Figure 9.6.: Midesophageal Aortic Valve Short-Axis View on Transesophageal Echocardiography Demonstrating an Acute Aortic Dissection (Arrow) that Extends Proximally to the Aortic Valve in a Young Patient with Marfan Syndrome.

Midesophageal aortic valve short-axis view on transesophageal echocardiography demonstrating an acute aortic dissection (arrow) that extends proximally to the aortic valve in a young patient with Marfan syndrome.

Figure 9.7.: Transgastric Midpapillary View on Transesophageal Echocardiography Demonstrating Accumulation of Blood in the Posterior Pericardial Space (Arrow) after Acute Aortic Dissection.

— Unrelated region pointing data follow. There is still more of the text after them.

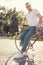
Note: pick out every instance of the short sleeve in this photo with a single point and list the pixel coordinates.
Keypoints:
(35, 11)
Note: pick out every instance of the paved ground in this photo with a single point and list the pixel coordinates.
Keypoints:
(7, 48)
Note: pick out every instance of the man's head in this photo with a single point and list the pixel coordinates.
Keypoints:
(28, 6)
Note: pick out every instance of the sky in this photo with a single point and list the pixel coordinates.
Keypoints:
(20, 4)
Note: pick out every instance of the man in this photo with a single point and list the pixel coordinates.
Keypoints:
(34, 21)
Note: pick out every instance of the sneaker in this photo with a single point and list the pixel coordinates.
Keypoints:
(19, 55)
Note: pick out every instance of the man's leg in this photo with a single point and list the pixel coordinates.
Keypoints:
(23, 34)
(28, 37)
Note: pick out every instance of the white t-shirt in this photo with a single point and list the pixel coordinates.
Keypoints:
(32, 18)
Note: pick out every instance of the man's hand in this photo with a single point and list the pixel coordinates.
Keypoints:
(24, 24)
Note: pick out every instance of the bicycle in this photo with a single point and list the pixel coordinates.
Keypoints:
(25, 60)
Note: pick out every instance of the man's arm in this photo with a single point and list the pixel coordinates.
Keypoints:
(40, 21)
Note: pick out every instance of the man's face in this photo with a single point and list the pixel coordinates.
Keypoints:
(28, 6)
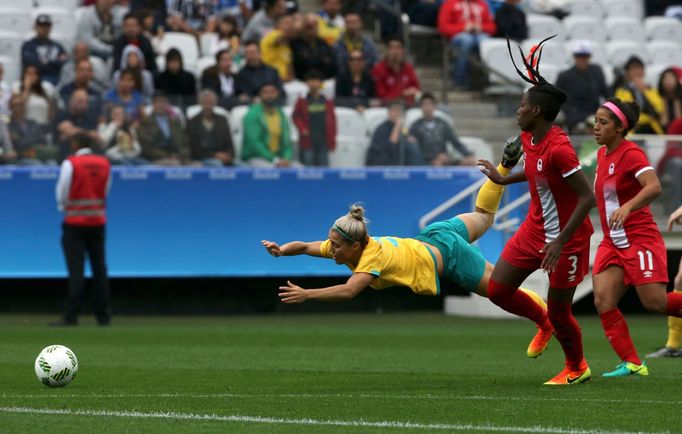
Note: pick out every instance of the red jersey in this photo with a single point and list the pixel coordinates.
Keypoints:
(616, 183)
(553, 201)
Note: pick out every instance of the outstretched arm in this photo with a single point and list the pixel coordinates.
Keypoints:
(295, 294)
(293, 248)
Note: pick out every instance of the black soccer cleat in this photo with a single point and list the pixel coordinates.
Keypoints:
(512, 153)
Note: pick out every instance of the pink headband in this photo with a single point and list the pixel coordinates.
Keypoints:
(616, 111)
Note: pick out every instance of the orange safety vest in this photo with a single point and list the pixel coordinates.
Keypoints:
(87, 197)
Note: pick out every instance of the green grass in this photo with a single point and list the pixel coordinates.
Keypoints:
(426, 369)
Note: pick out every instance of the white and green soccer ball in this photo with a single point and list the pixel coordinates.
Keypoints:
(56, 366)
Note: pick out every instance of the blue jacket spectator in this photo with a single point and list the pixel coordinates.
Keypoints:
(49, 56)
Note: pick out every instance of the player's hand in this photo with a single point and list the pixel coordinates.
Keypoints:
(675, 218)
(618, 218)
(552, 253)
(490, 171)
(292, 293)
(272, 248)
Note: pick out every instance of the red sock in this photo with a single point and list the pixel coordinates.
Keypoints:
(674, 307)
(616, 331)
(514, 301)
(567, 331)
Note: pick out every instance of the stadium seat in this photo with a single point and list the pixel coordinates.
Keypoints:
(663, 28)
(374, 116)
(237, 115)
(194, 110)
(10, 44)
(541, 26)
(495, 55)
(624, 8)
(585, 27)
(63, 22)
(294, 89)
(186, 44)
(12, 67)
(625, 29)
(619, 52)
(414, 114)
(664, 52)
(553, 53)
(587, 8)
(208, 41)
(15, 20)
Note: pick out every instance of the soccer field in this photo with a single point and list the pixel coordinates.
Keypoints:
(328, 373)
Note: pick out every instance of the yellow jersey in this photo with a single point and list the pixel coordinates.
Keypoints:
(396, 262)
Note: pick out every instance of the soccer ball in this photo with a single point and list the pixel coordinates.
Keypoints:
(56, 366)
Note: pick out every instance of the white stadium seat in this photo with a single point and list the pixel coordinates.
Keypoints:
(663, 28)
(625, 29)
(624, 8)
(10, 44)
(541, 26)
(15, 20)
(620, 51)
(665, 52)
(553, 53)
(587, 8)
(374, 116)
(186, 44)
(63, 22)
(584, 27)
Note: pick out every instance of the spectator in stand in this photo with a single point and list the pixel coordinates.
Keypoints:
(393, 76)
(83, 80)
(355, 87)
(255, 74)
(39, 96)
(670, 90)
(119, 137)
(310, 52)
(465, 23)
(390, 144)
(161, 135)
(330, 22)
(100, 25)
(101, 77)
(263, 21)
(220, 79)
(431, 133)
(353, 39)
(634, 88)
(179, 85)
(125, 94)
(510, 21)
(28, 138)
(267, 141)
(316, 123)
(276, 47)
(44, 53)
(133, 60)
(78, 118)
(132, 35)
(209, 135)
(585, 86)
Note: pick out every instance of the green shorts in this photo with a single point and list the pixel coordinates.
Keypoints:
(463, 263)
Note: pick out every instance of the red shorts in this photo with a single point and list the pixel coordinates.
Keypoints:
(642, 263)
(571, 268)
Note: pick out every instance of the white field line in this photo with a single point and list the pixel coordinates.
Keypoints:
(337, 395)
(310, 422)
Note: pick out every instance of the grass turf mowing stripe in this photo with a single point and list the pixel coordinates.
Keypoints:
(336, 395)
(310, 422)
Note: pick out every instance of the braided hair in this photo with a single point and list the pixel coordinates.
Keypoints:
(543, 94)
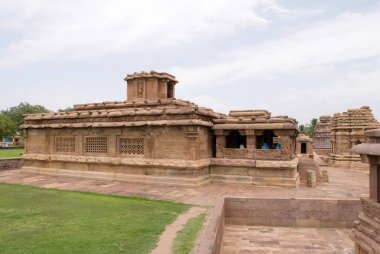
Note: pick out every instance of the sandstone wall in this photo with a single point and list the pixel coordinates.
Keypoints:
(292, 212)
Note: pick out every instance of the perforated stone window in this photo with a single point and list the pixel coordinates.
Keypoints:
(65, 144)
(131, 146)
(96, 145)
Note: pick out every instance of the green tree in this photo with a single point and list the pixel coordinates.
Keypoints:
(7, 127)
(68, 109)
(16, 113)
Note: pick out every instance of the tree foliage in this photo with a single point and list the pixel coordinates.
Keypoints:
(309, 129)
(68, 109)
(16, 113)
(7, 127)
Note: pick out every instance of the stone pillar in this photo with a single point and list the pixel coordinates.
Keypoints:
(367, 227)
(192, 136)
(220, 143)
(251, 143)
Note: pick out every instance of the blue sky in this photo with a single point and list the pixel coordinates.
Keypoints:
(298, 58)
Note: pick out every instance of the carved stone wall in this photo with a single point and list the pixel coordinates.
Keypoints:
(322, 136)
(367, 227)
(347, 131)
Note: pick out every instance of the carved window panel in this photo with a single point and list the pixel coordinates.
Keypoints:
(65, 144)
(96, 145)
(131, 146)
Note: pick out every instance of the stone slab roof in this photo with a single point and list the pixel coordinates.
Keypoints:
(151, 74)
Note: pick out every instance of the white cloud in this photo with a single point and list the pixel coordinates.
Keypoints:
(82, 29)
(349, 37)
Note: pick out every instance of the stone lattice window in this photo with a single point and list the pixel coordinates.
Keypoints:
(96, 145)
(65, 144)
(131, 146)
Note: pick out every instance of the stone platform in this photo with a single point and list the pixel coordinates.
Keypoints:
(345, 184)
(277, 240)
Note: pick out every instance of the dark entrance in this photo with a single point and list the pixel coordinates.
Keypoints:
(303, 147)
(234, 140)
(265, 141)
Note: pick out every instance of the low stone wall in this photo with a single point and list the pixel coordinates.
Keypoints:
(211, 237)
(10, 163)
(320, 213)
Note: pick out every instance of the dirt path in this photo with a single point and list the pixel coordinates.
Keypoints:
(167, 237)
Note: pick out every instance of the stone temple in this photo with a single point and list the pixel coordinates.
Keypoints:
(153, 137)
(322, 137)
(347, 130)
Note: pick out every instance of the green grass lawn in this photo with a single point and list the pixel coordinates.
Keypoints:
(38, 220)
(11, 152)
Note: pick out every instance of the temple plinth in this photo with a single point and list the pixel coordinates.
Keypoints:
(367, 228)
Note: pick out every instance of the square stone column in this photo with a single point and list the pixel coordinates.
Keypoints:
(220, 143)
(367, 227)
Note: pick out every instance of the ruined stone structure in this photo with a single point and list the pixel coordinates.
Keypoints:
(347, 131)
(367, 227)
(153, 137)
(253, 147)
(322, 137)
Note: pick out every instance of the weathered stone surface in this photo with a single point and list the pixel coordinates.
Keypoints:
(347, 131)
(153, 137)
(292, 212)
(367, 227)
(322, 137)
(10, 163)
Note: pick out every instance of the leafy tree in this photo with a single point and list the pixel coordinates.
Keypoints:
(16, 113)
(7, 127)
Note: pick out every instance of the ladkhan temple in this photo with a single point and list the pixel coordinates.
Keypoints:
(153, 137)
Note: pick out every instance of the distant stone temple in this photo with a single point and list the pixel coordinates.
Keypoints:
(347, 130)
(153, 137)
(322, 136)
(305, 146)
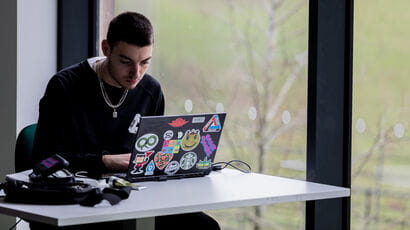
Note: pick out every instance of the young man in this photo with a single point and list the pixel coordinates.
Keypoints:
(87, 109)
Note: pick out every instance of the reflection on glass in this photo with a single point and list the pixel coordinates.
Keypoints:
(246, 58)
(380, 147)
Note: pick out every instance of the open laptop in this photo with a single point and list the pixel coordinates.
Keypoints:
(172, 147)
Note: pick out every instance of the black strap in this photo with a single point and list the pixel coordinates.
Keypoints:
(112, 195)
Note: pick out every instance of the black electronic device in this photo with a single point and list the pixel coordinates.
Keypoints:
(50, 165)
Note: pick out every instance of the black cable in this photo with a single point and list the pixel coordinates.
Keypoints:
(222, 164)
(15, 224)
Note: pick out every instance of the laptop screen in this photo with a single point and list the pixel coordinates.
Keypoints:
(169, 147)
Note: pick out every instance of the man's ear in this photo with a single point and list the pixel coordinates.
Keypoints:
(105, 47)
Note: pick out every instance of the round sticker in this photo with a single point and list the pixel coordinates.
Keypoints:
(168, 135)
(146, 142)
(172, 168)
(188, 160)
(191, 139)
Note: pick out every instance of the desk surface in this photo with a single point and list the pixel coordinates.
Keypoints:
(224, 189)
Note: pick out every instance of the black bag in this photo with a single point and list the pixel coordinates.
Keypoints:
(58, 188)
(20, 188)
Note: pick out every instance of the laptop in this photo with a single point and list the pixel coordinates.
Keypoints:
(173, 147)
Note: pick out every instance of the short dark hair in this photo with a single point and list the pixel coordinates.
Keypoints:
(132, 28)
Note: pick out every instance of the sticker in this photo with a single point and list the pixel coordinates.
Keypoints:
(168, 135)
(204, 164)
(208, 144)
(162, 159)
(140, 160)
(213, 124)
(134, 124)
(198, 120)
(191, 139)
(188, 160)
(146, 142)
(171, 146)
(172, 168)
(149, 170)
(178, 122)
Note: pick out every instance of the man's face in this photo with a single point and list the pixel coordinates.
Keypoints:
(127, 63)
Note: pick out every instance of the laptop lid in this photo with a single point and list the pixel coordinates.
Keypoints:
(171, 147)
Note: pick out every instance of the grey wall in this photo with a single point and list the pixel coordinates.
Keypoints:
(27, 61)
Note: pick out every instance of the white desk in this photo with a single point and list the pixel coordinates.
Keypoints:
(224, 189)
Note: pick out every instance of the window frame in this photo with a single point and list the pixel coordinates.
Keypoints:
(329, 92)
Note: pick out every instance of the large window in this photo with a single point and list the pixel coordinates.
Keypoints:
(249, 59)
(381, 111)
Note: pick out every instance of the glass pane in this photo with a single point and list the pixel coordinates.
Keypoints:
(249, 59)
(381, 111)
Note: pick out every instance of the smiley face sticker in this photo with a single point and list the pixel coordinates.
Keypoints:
(191, 139)
(146, 142)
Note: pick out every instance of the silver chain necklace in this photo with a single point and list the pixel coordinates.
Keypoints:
(108, 101)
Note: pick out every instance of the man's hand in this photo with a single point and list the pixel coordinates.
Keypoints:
(117, 162)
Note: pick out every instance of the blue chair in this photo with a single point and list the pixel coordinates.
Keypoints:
(24, 148)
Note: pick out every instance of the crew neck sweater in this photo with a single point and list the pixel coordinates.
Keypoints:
(76, 122)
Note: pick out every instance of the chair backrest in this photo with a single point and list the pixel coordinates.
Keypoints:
(24, 148)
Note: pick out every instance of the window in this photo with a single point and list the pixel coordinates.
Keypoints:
(249, 59)
(380, 138)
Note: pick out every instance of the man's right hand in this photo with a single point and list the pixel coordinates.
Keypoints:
(117, 162)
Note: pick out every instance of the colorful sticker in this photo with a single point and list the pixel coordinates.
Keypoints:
(198, 120)
(149, 170)
(146, 142)
(172, 168)
(171, 146)
(162, 159)
(168, 135)
(213, 125)
(191, 139)
(204, 164)
(188, 160)
(178, 122)
(208, 144)
(140, 160)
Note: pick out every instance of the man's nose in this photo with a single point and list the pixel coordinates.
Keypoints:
(135, 70)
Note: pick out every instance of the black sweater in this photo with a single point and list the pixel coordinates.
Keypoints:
(75, 121)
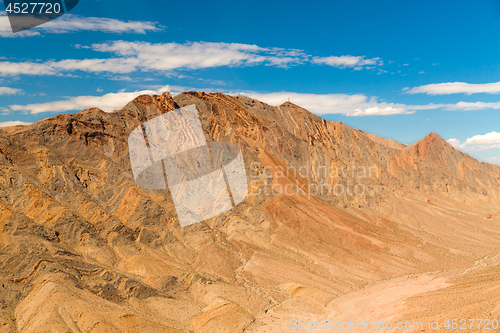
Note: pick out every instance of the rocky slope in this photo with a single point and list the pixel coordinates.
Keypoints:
(83, 249)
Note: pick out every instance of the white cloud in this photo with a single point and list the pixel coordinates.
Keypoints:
(143, 56)
(449, 88)
(13, 123)
(107, 103)
(10, 91)
(472, 106)
(71, 23)
(478, 142)
(321, 104)
(346, 61)
(128, 57)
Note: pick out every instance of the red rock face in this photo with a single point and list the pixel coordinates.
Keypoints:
(84, 248)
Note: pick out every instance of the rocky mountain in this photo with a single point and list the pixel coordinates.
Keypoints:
(338, 224)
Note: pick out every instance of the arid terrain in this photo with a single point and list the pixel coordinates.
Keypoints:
(84, 249)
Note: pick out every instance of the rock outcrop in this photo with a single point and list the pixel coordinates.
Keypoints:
(84, 249)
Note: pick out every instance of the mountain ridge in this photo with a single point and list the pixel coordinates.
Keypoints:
(74, 226)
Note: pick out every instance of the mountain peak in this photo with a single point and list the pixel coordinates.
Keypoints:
(433, 144)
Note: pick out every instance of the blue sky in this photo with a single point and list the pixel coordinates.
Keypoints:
(399, 69)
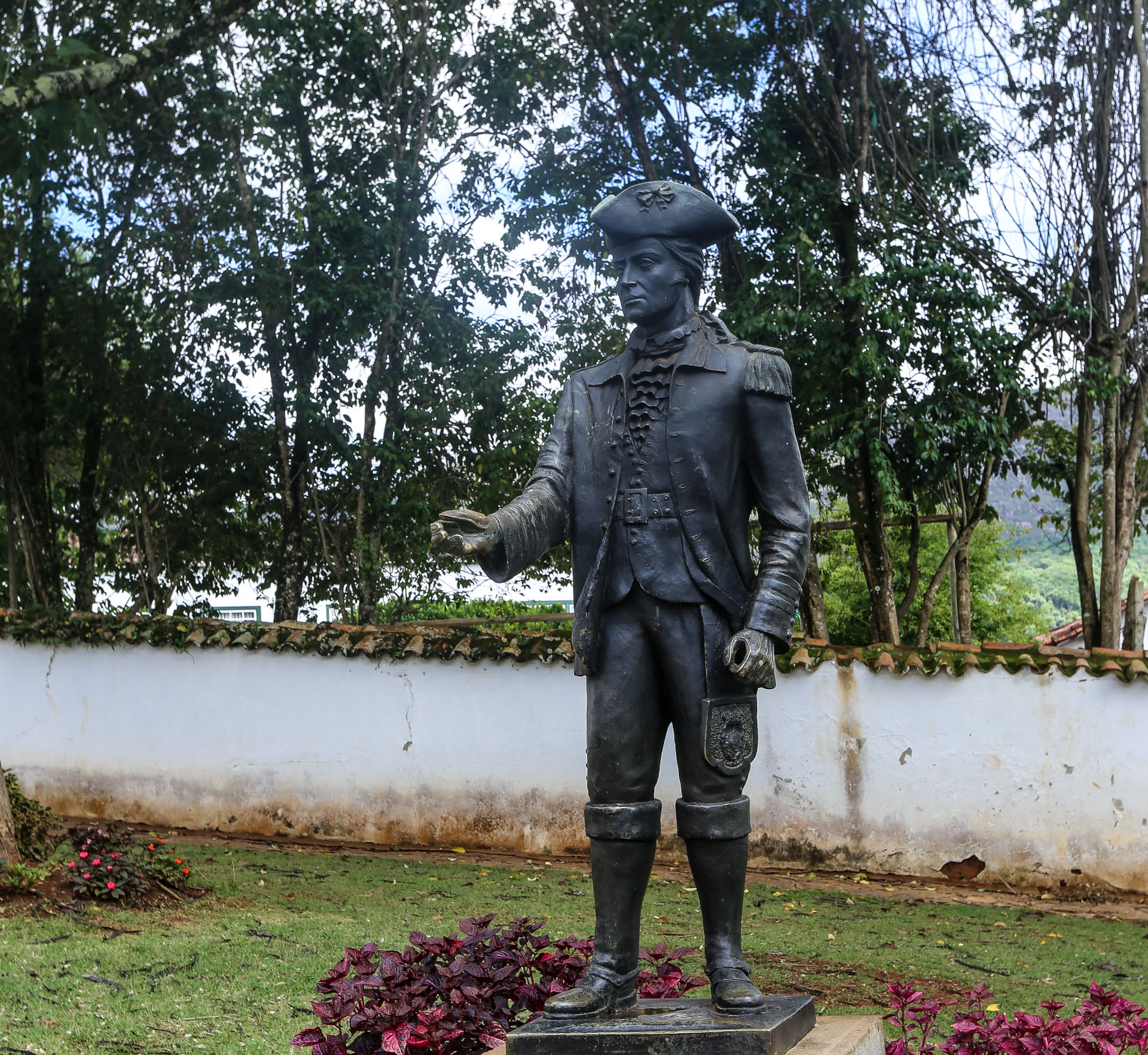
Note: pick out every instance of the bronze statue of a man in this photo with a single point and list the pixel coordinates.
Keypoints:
(655, 464)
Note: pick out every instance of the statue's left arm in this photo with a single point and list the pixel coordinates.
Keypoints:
(538, 519)
(781, 496)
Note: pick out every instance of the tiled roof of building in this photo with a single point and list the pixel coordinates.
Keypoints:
(1058, 635)
(472, 643)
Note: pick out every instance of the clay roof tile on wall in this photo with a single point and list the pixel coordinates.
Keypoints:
(474, 642)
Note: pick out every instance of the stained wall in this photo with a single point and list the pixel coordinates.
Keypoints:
(1042, 776)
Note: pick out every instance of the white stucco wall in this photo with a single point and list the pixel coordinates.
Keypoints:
(1036, 774)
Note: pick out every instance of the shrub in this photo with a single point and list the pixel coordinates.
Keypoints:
(111, 865)
(23, 877)
(1105, 1025)
(35, 822)
(459, 996)
(161, 864)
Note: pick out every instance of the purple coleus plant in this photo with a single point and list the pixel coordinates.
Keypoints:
(460, 995)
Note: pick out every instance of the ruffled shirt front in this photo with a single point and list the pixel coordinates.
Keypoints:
(648, 392)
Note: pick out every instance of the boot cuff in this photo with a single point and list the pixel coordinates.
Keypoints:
(713, 820)
(624, 821)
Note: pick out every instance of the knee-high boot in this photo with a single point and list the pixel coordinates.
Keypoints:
(717, 838)
(622, 843)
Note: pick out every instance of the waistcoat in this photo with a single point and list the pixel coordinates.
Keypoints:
(651, 552)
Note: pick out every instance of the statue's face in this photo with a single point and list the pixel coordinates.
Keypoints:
(649, 282)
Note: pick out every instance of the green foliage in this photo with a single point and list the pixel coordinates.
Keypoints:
(500, 608)
(109, 864)
(22, 876)
(37, 827)
(1002, 596)
(230, 958)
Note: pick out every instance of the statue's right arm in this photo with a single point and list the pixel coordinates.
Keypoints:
(538, 519)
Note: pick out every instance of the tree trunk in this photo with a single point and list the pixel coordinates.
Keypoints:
(813, 603)
(1079, 502)
(963, 629)
(1134, 617)
(28, 420)
(13, 554)
(87, 515)
(10, 850)
(867, 510)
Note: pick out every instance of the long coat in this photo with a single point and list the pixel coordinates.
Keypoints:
(732, 450)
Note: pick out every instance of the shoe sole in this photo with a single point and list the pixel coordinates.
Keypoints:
(753, 1011)
(622, 1005)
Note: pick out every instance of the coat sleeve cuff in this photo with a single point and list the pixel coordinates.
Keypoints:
(772, 619)
(496, 566)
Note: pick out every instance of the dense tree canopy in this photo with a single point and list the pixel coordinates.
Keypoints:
(282, 280)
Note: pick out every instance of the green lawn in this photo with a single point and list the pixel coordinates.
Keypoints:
(234, 971)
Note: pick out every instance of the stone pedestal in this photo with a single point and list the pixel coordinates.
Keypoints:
(685, 1026)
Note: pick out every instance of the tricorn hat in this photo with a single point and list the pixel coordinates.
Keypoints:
(662, 209)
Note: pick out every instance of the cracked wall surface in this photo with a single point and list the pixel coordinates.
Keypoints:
(1040, 776)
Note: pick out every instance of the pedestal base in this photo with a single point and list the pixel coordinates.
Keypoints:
(686, 1026)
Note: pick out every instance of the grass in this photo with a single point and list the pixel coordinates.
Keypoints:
(233, 973)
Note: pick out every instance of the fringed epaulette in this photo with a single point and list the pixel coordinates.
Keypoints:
(768, 372)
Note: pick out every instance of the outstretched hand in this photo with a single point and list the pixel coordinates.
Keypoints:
(750, 656)
(465, 533)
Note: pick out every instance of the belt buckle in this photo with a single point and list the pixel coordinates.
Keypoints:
(636, 506)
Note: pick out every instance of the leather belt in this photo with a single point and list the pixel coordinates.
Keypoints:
(637, 506)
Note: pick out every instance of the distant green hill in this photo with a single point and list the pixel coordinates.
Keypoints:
(1044, 557)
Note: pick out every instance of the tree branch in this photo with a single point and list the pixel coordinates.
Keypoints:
(131, 66)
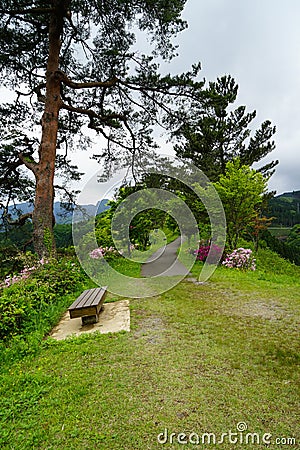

Transgastric midpapillary view on transesophageal echocardiography demonstrating accumulation of blood in the posterior pericardial space (arrow) after acute aortic dissection.

Hypertension is the most common comorbid disease in patients with AAD, while hyperlipidemia, tobacco use, and cocaine use are other risk factors. Pregnancy can also increase the risk of AAD, with most females typically presenting during their third trimester or in the early postpartum period. Genetic conditions that increase the risk of AAD are discussed in the previous section. AAD can also occur iatrogenically during cardiac surgery, cardiac catheterization, and insertion of an intra-aortic balloon pump.

Patients with AAS classically report severe "sharp" or "stabbing" pain in the chest or back. Depending on the extent of aortic involvement, other signs and symptoms include diastolic murmur of AI (present in 44% of cases), gastrointestinal bleeding, bowel ischemia, dysphagia, dyspnea, hemoptysis, hoarseness, Horner syndrome, paraplegia, shock, SVC syndrome, and syncope. In roughly 6% of cases, the aortic dissection is painless and presents as new-onset heart failure, stroke, or syncope. These patients tend to have diabetes mellitus, a history of aortic aneurysm, or a history of prior cardiac surgery.

CT is the preferred diagnostic imaging modality, although TEE and MRI are also highly sensitive and specific for diagnosis. TEE may be preferred in unstable patients or those with a history of an iodinated contrast reaction. If left untreated, AAD of the ascending aorta has a high mortality of 1% to 2% per hour after symptom onset, which increases in the presence of complications. In contrast, patients with uncomplicated acute type B aortic dissection (TBAD) have a 30-day mortality rate of 10%, which rises considerably if malperfusion of aortic branch vessels occurs.